Zach knocked his hands together, the gloves making a dull thud, before attacking the punching bag again. Fat tears fell from his eyes. “You kept them from me, Josh. How could you?”

Each tear was an arrow piercing Josh’s skin.

He had fallen into a trap of privilege when his mom married Clint, not realizing how they got their money until investigators came knocking at his apartment.

Josh resisted at first, unable to believe what he was hearing, but eventually ratted out his mom, getting her and his stepdad arrested. How could he tell this to Zach?

“I’m sorry, buddy,” Josh said. “I know this has been rough on you.”

Zach answered with a scathing glance and went back to punching the bag.

Their first letters were full of their wants. Their needs. Instructions on how to get loans for appeals and riddled with demands on Josh to make up for helping convict them. Nothing on how to care for a child barely more than a toddler or an acknowledgment of their own selfish actions.

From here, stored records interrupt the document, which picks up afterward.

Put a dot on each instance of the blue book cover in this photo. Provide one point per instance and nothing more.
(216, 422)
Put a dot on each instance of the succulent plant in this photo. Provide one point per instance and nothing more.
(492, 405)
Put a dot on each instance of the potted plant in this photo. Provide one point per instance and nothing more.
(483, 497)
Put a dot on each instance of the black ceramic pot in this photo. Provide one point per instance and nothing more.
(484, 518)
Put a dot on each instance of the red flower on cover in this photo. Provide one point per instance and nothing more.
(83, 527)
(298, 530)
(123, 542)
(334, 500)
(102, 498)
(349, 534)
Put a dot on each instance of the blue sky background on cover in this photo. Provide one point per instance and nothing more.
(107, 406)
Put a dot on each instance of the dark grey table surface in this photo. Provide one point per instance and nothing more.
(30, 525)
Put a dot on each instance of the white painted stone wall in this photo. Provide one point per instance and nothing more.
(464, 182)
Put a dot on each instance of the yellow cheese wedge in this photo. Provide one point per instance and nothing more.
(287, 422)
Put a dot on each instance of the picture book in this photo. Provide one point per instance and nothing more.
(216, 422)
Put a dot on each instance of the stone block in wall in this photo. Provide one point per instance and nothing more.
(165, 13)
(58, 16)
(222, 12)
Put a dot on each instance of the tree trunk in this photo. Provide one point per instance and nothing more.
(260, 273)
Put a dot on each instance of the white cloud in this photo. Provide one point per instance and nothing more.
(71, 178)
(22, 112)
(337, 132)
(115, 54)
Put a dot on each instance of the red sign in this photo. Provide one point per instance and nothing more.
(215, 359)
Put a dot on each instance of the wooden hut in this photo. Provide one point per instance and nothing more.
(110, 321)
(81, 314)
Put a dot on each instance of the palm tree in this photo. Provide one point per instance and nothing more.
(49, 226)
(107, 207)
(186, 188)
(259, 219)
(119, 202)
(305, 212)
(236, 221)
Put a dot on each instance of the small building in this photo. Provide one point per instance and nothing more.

“They said this is all your fault. Christ, Josh, what’s wrong with you?” Zach landed several hard blows, then stopped, panting. A bead of sweat ran down his brow and dripped onto his shirt.

“I thought we had a good thing going here.” Josh didn’t want to flat out place the blame on their parents, preferring to carry the burden that Zach’s parents had ditched him.

His brother didn’t need to know. Josh tried to smile and reached for him, but was met with a stony face and a retracted body.

“Mom asked if we have any money to send to them. For their appeals and stuff.” His brother’s eyes took on a sheen, and he lifted his shirt to wipe his face. “They can have the money I got from helping the Sumners and Lucy move their furniture.”

That wasn’t going to happen. “There are no appeals, Zach. They embezzled money. Stole thousands and thousands of dollars. You know this.”

“They’re innocent, Josh. Mom said so in her letter. That their investors knew it was risky.” Zach slumped into a chair. “We could help them. Please, can we help them? I haven’t seen them in eight years.”

Acid burned in Josh’s gut, and he reached for his brother’s gloved hand. “Zach, listen to me. They committed a crime. They have to spend time in prison.”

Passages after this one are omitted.